You will find much more about Naylor Cars plc on AROnline in the near future…

Mike Humble

Upon leaving school, Mike was destined to work on the Railway but cars were his first love. An apprenticeship in a large family Ford dealer was his first forray into the dark and seedy world of the motor trade.

Moving on to Rover and then PSV / HGV, he has circumnavigated most departments of dealerships including parts, service and latterly - the showroom. Mike has owned all sorts of rubbish from Lada to Leyland and also holds both Heavy Goods & Public Service Vehicle licences, he buys & sells buses and coaches during the week. Mike runs his own automotive web site and writes for a number of motoring or commercial vehicle themed publications

6 Comments

  1. So very true Mike! And it is indeed where most of my time at the show passed – getting in touch with people I do only see ever so often and putting names to faces new and old. And not to be forgotten getting to meet you in person for the first time.
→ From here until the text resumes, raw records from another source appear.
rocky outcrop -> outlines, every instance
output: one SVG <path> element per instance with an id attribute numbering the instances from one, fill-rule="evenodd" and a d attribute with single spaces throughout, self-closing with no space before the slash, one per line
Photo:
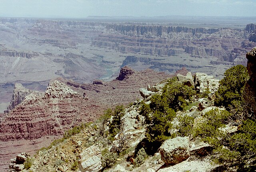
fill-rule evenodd
<path id="1" fill-rule="evenodd" d="M 125 66 L 121 68 L 119 76 L 116 79 L 119 80 L 122 80 L 124 78 L 128 78 L 129 75 L 133 74 L 134 71 L 131 68 L 127 66 Z"/>
<path id="2" fill-rule="evenodd" d="M 196 73 L 194 80 L 196 89 L 200 93 L 208 89 L 210 93 L 213 94 L 219 87 L 219 80 L 205 73 Z"/>
<path id="3" fill-rule="evenodd" d="M 8 172 L 19 172 L 22 170 L 24 168 L 24 162 L 30 157 L 28 153 L 22 152 L 17 155 L 16 158 L 11 159 Z"/>
<path id="4" fill-rule="evenodd" d="M 166 140 L 160 147 L 161 159 L 166 165 L 174 165 L 189 156 L 189 138 L 178 137 Z"/>
<path id="5" fill-rule="evenodd" d="M 10 102 L 10 104 L 4 111 L 4 112 L 9 112 L 15 106 L 22 102 L 26 96 L 32 92 L 39 94 L 38 92 L 30 90 L 25 88 L 21 84 L 15 83 L 14 87 L 12 99 Z"/>
<path id="6" fill-rule="evenodd" d="M 32 57 L 38 56 L 37 53 L 27 53 L 24 52 L 18 52 L 15 51 L 5 50 L 0 51 L 0 56 L 7 56 L 9 57 L 20 57 L 27 59 L 31 59 Z"/>
<path id="7" fill-rule="evenodd" d="M 46 89 L 44 98 L 62 99 L 66 98 L 78 98 L 81 95 L 66 86 L 64 84 L 54 81 Z"/>
<path id="8" fill-rule="evenodd" d="M 47 147 L 51 142 L 47 137 L 58 137 L 78 123 L 94 121 L 106 108 L 114 108 L 116 105 L 128 104 L 140 99 L 140 88 L 146 88 L 148 84 L 154 85 L 172 76 L 152 69 L 134 71 L 128 76 L 128 78 L 106 81 L 104 84 L 80 84 L 59 78 L 58 81 L 75 92 L 70 92 L 67 88 L 63 88 L 63 90 L 58 88 L 56 86 L 64 86 L 54 80 L 46 94 L 42 94 L 40 97 L 30 94 L 24 104 L 18 105 L 8 115 L 1 116 L 0 145 L 2 153 L 4 155 L 0 156 L 1 163 L 5 162 L 3 164 L 6 166 L 7 160 L 14 154 L 26 151 L 29 144 L 31 152 L 32 148 L 34 150 L 40 148 L 38 143 L 40 147 Z M 77 96 L 76 92 L 81 96 Z M 138 124 L 135 124 L 132 126 L 133 128 L 138 127 Z M 42 136 L 44 135 L 45 136 Z M 31 140 L 32 138 L 34 139 Z M 46 141 L 42 142 L 41 138 Z M 19 149 L 10 148 L 9 145 L 12 145 L 10 142 L 14 140 L 17 142 L 15 147 Z M 18 142 L 26 143 L 17 147 Z M 9 149 L 13 150 L 13 154 L 10 154 Z"/>
<path id="9" fill-rule="evenodd" d="M 63 133 L 64 129 L 75 125 L 81 115 L 85 115 L 85 109 L 79 106 L 86 101 L 78 93 L 55 81 L 44 95 L 28 95 L 1 119 L 0 140 L 32 139 Z"/>
<path id="10" fill-rule="evenodd" d="M 91 146 L 84 150 L 78 161 L 79 170 L 82 172 L 98 172 L 102 169 L 100 149 L 98 147 Z"/>
<path id="11" fill-rule="evenodd" d="M 148 91 L 146 88 L 140 88 L 139 91 L 140 95 L 144 98 L 147 98 L 154 94 L 154 92 Z"/>
<path id="12" fill-rule="evenodd" d="M 256 114 L 256 47 L 248 52 L 247 70 L 250 79 L 246 84 L 244 98 L 249 107 L 252 108 L 254 115 Z"/>
<path id="13" fill-rule="evenodd" d="M 204 28 L 192 28 L 184 27 L 172 27 L 162 25 L 124 25 L 108 24 L 106 28 L 115 32 L 130 36 L 146 36 L 149 37 L 166 37 L 171 33 L 192 33 L 194 35 L 200 33 L 211 34 L 219 30 L 219 29 Z"/>
<path id="14" fill-rule="evenodd" d="M 192 76 L 191 72 L 188 72 L 186 76 L 184 76 L 181 74 L 177 74 L 177 78 L 178 80 L 181 82 L 184 85 L 188 86 L 192 86 L 194 88 L 194 78 Z"/>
  2. Nice write-up, Mike, and also great to hear that you had the chance to reminisce with both Kevin and Denis. Both are still very passionate about their former lives working at Longbridge and still have some interesting stories to tell and facts to share. I must admit I have not seen Kevin since his days at Longbridge and hope our paths will cross one day.

    Judging by the photos he doesn’t seem to have aged in all that time!

    Sorry we did not meet up Mike although I did bump into Keith and we had a brief chat.

  3. Always good to catch up with old colleagues, aquaintances and personality’s for a good “chinwag” at events like this. Sounds like you had a spiffing time Mike…
    and that Naylor TF1700 looks glorious.

  4. I spent a highly enjoyable 6 hours at the show on Sunday, briefly bumping into Keith and saying hello. Oddly I am amazed at both how much I saw and at how much I missed!

  5. Did Mike see the mint 5000 mile Allegro ? A real Rip Van Winkle of a car. And of course there were three of the BL 1800 “Wedges” there, in all their guises, (Austin, Morris, and Wolseley).

    I remember some time in the mid-seventies coming across a convoy of these on the Abingdon Bypass, presumably fresh off the Cowley production line.

    In the 70s I was on motorbikes so didn’t drive many cars, only the Austin 1100. I think most people who lived in Birmingham in those days drove Minis or 1100/1300s. A very good car was the 1100 from a driving and handling point of view. As we all know rust killed them all off, but I managed to catch my second 1100 with Waxoyl before it got too established.